King’s approach to his new job at Denison reflects some of what he learned during his service. “As a Peace Corps volunteer, you don’t just jump in and start changing things,” he says. “You see where the community is, what they need, and what they want. I don’t plan on being Denison’s ‘sustainability czar.’”

“When I was in college, you were a ‘tree hugger’ if you were environmentally aware, but being green is now commonplace. That makes the job a lot easier, because I don’t have to bring people to that side. They’re already there.”

After all, King doesn’t have to start from scratch. Denison already has a recycling plant that services the entire Granville community and a composting system that turns food waste into fertilizer. The library is equipped with solar panels, and Barney-Davis Hall underwent a green renovation in 1996. And of course, the campus Homestead program has promoted sustainable living since 1977–long before “sustainability” was even in the vernacular. In many small ways all over campus, the folks in the physical plant office are also trying to reduce the college’s carbon footprint: They use low-VOC paint and eco-friendly cleaners, replace incandescent bulbs with compact fluorescents, and salvage construction debris for recycling. “When I was in college, you were a ‘tree hugger’ if you were environmentally aware, but being green is now commonplace,” says King, who also holds a master’s degree in natural resources from The Ohio State University. “That makes the job a lot easier, because I don’t have to bring people to that side. They’re already there.”
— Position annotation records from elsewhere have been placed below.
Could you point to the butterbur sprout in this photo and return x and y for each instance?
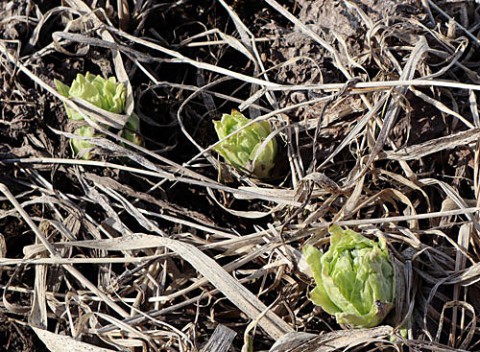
(247, 148)
(106, 94)
(355, 278)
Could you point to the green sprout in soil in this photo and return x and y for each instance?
(247, 148)
(355, 278)
(106, 94)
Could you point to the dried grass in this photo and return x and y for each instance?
(155, 249)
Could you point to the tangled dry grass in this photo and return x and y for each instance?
(163, 247)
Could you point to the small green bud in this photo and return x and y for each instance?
(106, 94)
(246, 148)
(355, 278)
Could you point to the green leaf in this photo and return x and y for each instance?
(355, 278)
(247, 148)
(106, 94)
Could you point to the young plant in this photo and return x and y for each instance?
(355, 278)
(247, 148)
(106, 94)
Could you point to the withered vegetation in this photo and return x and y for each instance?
(164, 247)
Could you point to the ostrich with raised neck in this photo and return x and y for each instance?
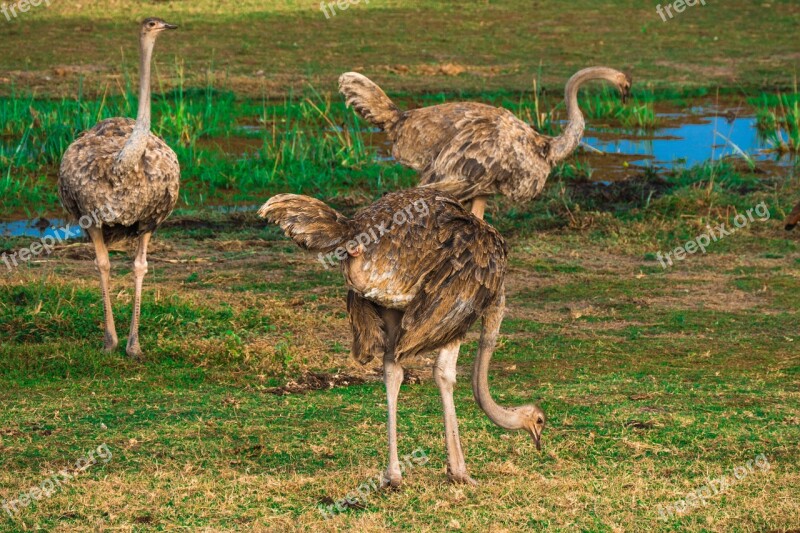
(124, 180)
(418, 288)
(474, 150)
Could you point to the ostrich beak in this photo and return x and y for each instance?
(626, 93)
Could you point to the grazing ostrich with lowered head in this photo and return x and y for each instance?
(129, 176)
(421, 270)
(474, 150)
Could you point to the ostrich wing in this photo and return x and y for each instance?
(310, 223)
(457, 291)
(491, 153)
(369, 339)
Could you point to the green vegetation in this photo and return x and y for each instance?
(654, 380)
(779, 120)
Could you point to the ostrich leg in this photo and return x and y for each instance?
(139, 270)
(104, 267)
(444, 372)
(393, 378)
(478, 206)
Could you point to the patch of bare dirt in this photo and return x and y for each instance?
(316, 381)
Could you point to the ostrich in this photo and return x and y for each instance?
(420, 271)
(474, 150)
(130, 177)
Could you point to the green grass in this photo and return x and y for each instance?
(778, 118)
(283, 45)
(652, 380)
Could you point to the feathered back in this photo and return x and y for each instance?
(307, 221)
(368, 100)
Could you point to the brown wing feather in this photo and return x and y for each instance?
(307, 221)
(369, 337)
(467, 279)
(368, 100)
(491, 153)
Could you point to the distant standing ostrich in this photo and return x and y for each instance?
(418, 288)
(128, 175)
(474, 150)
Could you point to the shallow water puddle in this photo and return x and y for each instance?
(694, 142)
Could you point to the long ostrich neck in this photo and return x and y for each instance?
(505, 418)
(132, 152)
(570, 138)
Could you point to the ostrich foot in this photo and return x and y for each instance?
(133, 350)
(391, 480)
(462, 479)
(110, 341)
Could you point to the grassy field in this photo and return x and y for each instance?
(273, 47)
(654, 380)
(247, 412)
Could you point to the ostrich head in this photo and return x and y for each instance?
(532, 420)
(151, 27)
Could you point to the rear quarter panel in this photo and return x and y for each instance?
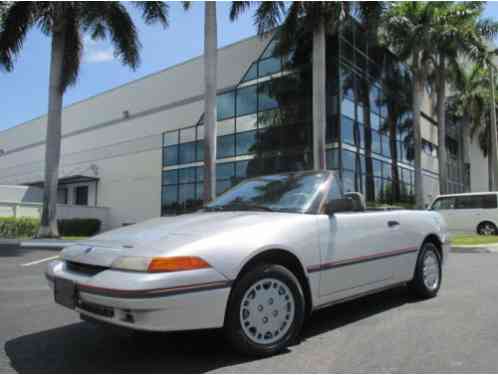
(416, 227)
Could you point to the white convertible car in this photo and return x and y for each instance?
(257, 261)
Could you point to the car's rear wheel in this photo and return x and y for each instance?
(428, 273)
(486, 228)
(266, 310)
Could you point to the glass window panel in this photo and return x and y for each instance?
(200, 173)
(187, 153)
(200, 132)
(266, 96)
(171, 155)
(374, 121)
(269, 66)
(241, 168)
(269, 118)
(252, 73)
(332, 159)
(187, 134)
(199, 192)
(186, 195)
(245, 142)
(200, 150)
(348, 181)
(376, 142)
(169, 195)
(347, 131)
(186, 175)
(225, 171)
(226, 146)
(348, 108)
(387, 170)
(377, 167)
(386, 147)
(247, 100)
(348, 160)
(226, 127)
(245, 123)
(170, 138)
(170, 177)
(222, 186)
(225, 105)
(360, 114)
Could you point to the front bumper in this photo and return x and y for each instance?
(153, 302)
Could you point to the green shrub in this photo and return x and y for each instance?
(79, 227)
(23, 227)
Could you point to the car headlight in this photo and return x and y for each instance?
(159, 264)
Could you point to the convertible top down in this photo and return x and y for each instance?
(255, 261)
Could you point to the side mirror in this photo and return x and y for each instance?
(339, 205)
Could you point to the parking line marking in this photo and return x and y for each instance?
(39, 261)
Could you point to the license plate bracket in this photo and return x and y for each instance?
(65, 293)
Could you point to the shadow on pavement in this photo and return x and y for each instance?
(17, 251)
(87, 348)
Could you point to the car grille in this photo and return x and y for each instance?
(93, 308)
(86, 269)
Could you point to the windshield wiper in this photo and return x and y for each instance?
(239, 207)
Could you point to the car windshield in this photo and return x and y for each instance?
(281, 193)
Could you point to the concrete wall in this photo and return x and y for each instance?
(10, 193)
(479, 176)
(125, 149)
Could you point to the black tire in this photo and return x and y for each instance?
(233, 324)
(486, 228)
(418, 285)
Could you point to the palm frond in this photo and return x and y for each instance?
(123, 33)
(72, 49)
(268, 15)
(17, 19)
(237, 8)
(154, 11)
But in hiring a staff member devoted to environmental sustainability–something many Denison-sized schools have yet to do–the college is taking its commitment to the next level. “Especially given the economy, this speaks volumes for what Dr. Knobel thinks about sustainability, and that should be encouraging to everyone,” King says.

When you ask him about his grand vision for Denison, King quickly brings you back to Earth: Finding common ground on campus–including a unified vision for what sustainability looks like at Denison–is his first order of business. That means talking extensively with faculty, staff, and students to find out what kinds of projects they most value.

Still, it’s clear he has a wish list. He says Denison’s food service could become a model for other schools, with local and organic choices, programs to cut plate waste, and biodegradable packaging. He’d love to see faculty incorporate more sustainability-focused discussions into curricula. And, of course, there’s the fact that nearly all of Denison’s power comes from coalburning facilities. “Finding a cleaner source should be our ultimate goal,” he says.

King hopes to influence what people do, not only on campus, but also out in the world. “We can do these incredible initiatives here, but what happens when staff members go home for the evening or students go home for the summer? We need to instill an ethic of sustainability that carries into our lives beyond Denison.”